El «momento Churchill»

La aprobación es unánime, y así se considera en todo el arco político, de uno a otro confín, desde las esquinas del PP a las de Compromís. Algunos lo expresan en público, otros en privado. Da igual. Ximo Puig ha salido del seísmo sanitario más que airoso. Si fuéramos escolares, le pondríamos nota: sobresaliente/notable. No es fácil que irrumpa hoy en las vidas cotidianas un «momento Churchill» (sangre, sudor, lágrimas, muerte, épica patriótica, emoción colectiva, amenaza externa) y Puig lo ha superado con suficiencia. También hay unanimidad en notificar la ausencia de Mónica Oltra, su inesperado paso atrás. Cualquier observador apuntaría tres posibilidades para esclarecer este retiro circunstancial, y tal vez no acertaría: 1) Versión malévola.
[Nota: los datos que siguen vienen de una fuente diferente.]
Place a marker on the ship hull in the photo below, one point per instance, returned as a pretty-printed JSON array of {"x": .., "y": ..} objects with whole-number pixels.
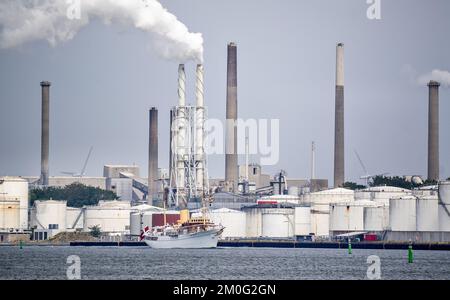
[{"x": 207, "y": 239}]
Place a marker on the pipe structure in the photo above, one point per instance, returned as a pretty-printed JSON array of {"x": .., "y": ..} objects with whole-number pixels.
[
  {"x": 152, "y": 155},
  {"x": 170, "y": 146},
  {"x": 339, "y": 163},
  {"x": 433, "y": 130},
  {"x": 199, "y": 137},
  {"x": 45, "y": 126},
  {"x": 313, "y": 160},
  {"x": 180, "y": 132},
  {"x": 231, "y": 159}
]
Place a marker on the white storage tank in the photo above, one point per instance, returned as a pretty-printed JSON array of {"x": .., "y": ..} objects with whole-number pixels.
[
  {"x": 293, "y": 191},
  {"x": 278, "y": 223},
  {"x": 75, "y": 218},
  {"x": 320, "y": 223},
  {"x": 346, "y": 217},
  {"x": 320, "y": 207},
  {"x": 49, "y": 214},
  {"x": 427, "y": 213},
  {"x": 269, "y": 221},
  {"x": 381, "y": 194},
  {"x": 376, "y": 218},
  {"x": 302, "y": 215},
  {"x": 13, "y": 202},
  {"x": 444, "y": 206},
  {"x": 140, "y": 220},
  {"x": 402, "y": 213},
  {"x": 234, "y": 222},
  {"x": 111, "y": 216}
]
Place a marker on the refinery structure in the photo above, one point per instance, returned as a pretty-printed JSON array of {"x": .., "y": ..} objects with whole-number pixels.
[{"x": 249, "y": 203}]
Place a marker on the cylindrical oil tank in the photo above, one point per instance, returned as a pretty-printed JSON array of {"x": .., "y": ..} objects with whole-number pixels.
[
  {"x": 139, "y": 220},
  {"x": 427, "y": 213},
  {"x": 346, "y": 217},
  {"x": 278, "y": 223},
  {"x": 111, "y": 216},
  {"x": 402, "y": 213},
  {"x": 75, "y": 218},
  {"x": 376, "y": 218},
  {"x": 9, "y": 215},
  {"x": 444, "y": 206},
  {"x": 293, "y": 191},
  {"x": 135, "y": 223},
  {"x": 320, "y": 223},
  {"x": 381, "y": 194},
  {"x": 15, "y": 189},
  {"x": 50, "y": 214},
  {"x": 234, "y": 222},
  {"x": 302, "y": 215}
]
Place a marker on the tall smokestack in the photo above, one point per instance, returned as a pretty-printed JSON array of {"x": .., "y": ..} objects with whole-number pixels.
[
  {"x": 170, "y": 146},
  {"x": 45, "y": 132},
  {"x": 231, "y": 159},
  {"x": 153, "y": 155},
  {"x": 200, "y": 118},
  {"x": 339, "y": 171},
  {"x": 433, "y": 130}
]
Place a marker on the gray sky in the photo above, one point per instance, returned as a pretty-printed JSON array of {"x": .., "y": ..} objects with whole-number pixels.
[{"x": 107, "y": 77}]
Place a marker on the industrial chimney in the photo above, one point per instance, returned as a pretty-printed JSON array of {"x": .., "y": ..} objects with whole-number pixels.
[
  {"x": 339, "y": 171},
  {"x": 45, "y": 132},
  {"x": 433, "y": 130},
  {"x": 153, "y": 155},
  {"x": 231, "y": 159}
]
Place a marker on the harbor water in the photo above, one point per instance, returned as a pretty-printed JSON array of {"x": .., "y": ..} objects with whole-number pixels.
[{"x": 50, "y": 262}]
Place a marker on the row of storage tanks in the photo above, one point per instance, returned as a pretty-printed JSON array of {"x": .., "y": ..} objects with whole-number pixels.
[
  {"x": 55, "y": 216},
  {"x": 250, "y": 222},
  {"x": 394, "y": 209},
  {"x": 13, "y": 203},
  {"x": 321, "y": 213}
]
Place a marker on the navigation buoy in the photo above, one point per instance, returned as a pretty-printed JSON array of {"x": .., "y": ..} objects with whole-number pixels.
[{"x": 410, "y": 254}]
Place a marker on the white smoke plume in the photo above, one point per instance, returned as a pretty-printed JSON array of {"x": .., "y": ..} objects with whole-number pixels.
[
  {"x": 24, "y": 21},
  {"x": 441, "y": 76}
]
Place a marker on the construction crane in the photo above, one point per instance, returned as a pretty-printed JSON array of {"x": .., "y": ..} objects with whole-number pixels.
[
  {"x": 83, "y": 170},
  {"x": 367, "y": 176}
]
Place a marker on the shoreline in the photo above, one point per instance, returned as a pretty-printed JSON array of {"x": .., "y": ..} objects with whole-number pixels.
[{"x": 259, "y": 244}]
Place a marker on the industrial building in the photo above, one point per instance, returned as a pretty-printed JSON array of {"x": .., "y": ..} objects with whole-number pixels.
[{"x": 13, "y": 204}]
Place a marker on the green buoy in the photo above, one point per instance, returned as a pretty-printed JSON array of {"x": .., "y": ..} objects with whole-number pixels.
[{"x": 410, "y": 254}]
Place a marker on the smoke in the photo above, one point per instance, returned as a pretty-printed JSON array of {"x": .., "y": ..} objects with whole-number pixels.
[
  {"x": 56, "y": 21},
  {"x": 443, "y": 77}
]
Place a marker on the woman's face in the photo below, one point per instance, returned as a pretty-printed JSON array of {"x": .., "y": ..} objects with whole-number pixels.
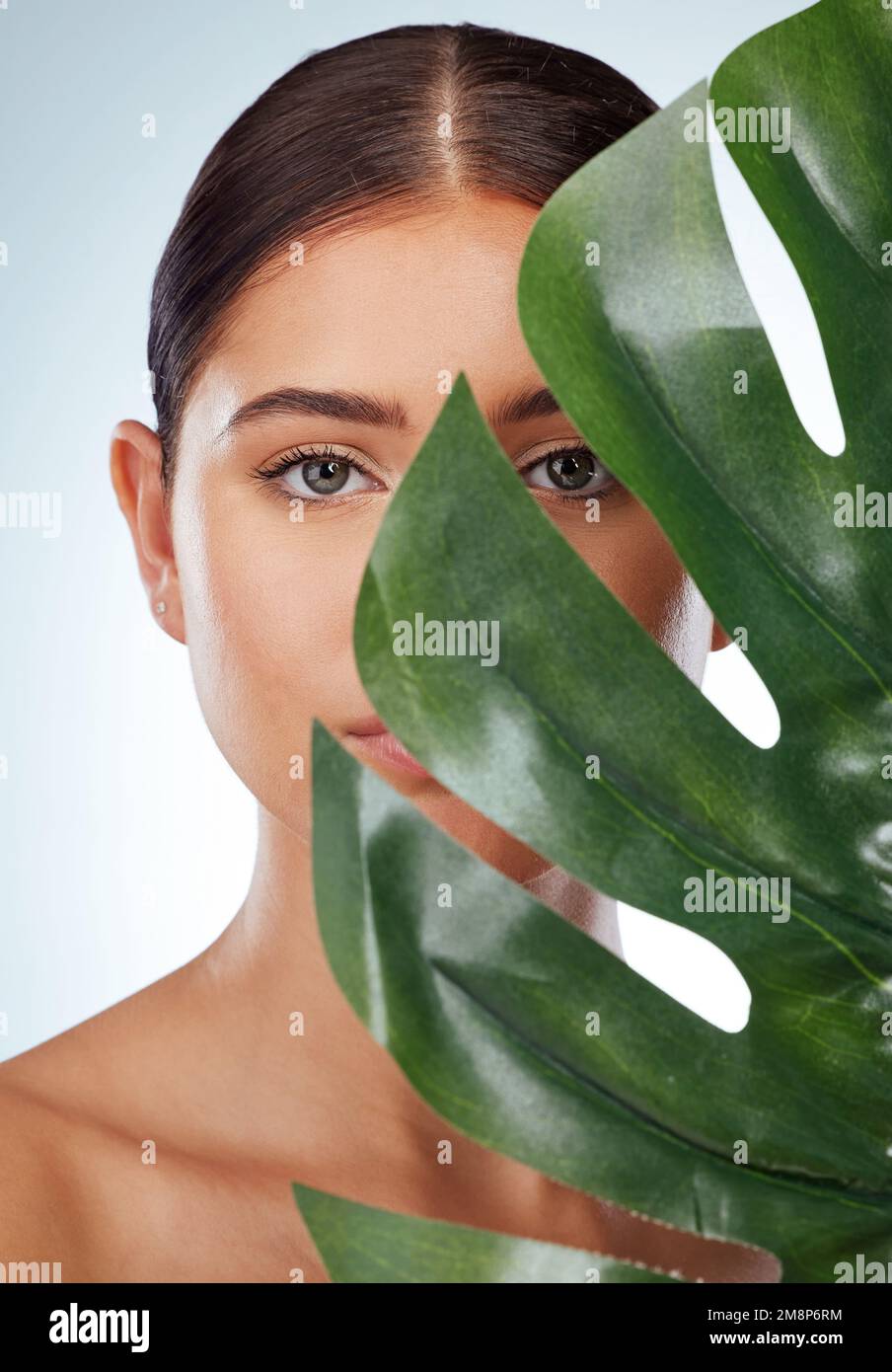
[{"x": 266, "y": 595}]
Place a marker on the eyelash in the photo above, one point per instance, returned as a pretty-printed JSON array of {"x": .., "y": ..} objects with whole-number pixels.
[{"x": 295, "y": 457}]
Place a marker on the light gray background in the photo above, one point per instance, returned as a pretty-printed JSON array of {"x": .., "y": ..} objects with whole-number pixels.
[{"x": 125, "y": 840}]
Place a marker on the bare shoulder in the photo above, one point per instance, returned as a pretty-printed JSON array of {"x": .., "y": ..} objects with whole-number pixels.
[
  {"x": 59, "y": 1146},
  {"x": 36, "y": 1146}
]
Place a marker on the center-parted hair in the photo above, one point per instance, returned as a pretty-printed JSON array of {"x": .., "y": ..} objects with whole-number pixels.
[{"x": 373, "y": 129}]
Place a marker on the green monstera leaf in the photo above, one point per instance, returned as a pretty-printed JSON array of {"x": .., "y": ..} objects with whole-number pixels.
[{"x": 487, "y": 1005}]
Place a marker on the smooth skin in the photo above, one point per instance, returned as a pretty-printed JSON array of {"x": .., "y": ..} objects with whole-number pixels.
[{"x": 202, "y": 1063}]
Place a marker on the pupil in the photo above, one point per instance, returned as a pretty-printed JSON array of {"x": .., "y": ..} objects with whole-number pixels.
[
  {"x": 326, "y": 478},
  {"x": 569, "y": 471}
]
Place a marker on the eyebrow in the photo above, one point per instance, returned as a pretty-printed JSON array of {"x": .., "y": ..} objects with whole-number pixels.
[{"x": 354, "y": 408}]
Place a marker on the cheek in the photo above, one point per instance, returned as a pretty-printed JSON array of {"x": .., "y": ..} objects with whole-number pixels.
[
  {"x": 269, "y": 607},
  {"x": 634, "y": 559}
]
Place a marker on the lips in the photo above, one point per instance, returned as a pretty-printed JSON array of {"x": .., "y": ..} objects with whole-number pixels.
[{"x": 371, "y": 738}]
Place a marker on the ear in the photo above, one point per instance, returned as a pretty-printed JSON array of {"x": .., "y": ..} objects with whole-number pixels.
[
  {"x": 136, "y": 478},
  {"x": 719, "y": 639}
]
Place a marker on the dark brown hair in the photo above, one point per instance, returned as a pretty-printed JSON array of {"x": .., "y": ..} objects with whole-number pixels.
[{"x": 355, "y": 133}]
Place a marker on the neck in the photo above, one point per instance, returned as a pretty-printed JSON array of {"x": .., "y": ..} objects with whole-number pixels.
[{"x": 317, "y": 1093}]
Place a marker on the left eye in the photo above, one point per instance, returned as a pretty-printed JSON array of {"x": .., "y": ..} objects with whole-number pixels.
[
  {"x": 319, "y": 477},
  {"x": 574, "y": 471}
]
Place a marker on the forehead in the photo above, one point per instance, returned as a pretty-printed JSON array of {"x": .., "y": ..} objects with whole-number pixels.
[{"x": 380, "y": 308}]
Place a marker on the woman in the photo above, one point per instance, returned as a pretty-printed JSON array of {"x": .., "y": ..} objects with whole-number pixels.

En una crisis de esta envergadura, el cabeza visible suele salir chamuscado. Apartarse es ganar. 2) Versión magnánima. No sombrear al presidente ante la posibilidad de que otra voz -la suya- pudiera interferir en el discurso general. 3) Versión carambola. Puig no le dejó espacio y Oltra se dedicó a cultivar su «yo». Sea como fuere, y antes de que el mundo ruede bajo sus pies, esperemos que no, ambos habrán de conciliar sus voces. Porque el invierno económico que se anuncia hará temblar cualquier divagación política, y las colisiones entre los socios de gobierno serán de muy difícil comprensión. No digamos ya las impugnaciones partidistas a la colaboración institucional de todas las fuerzas políticas.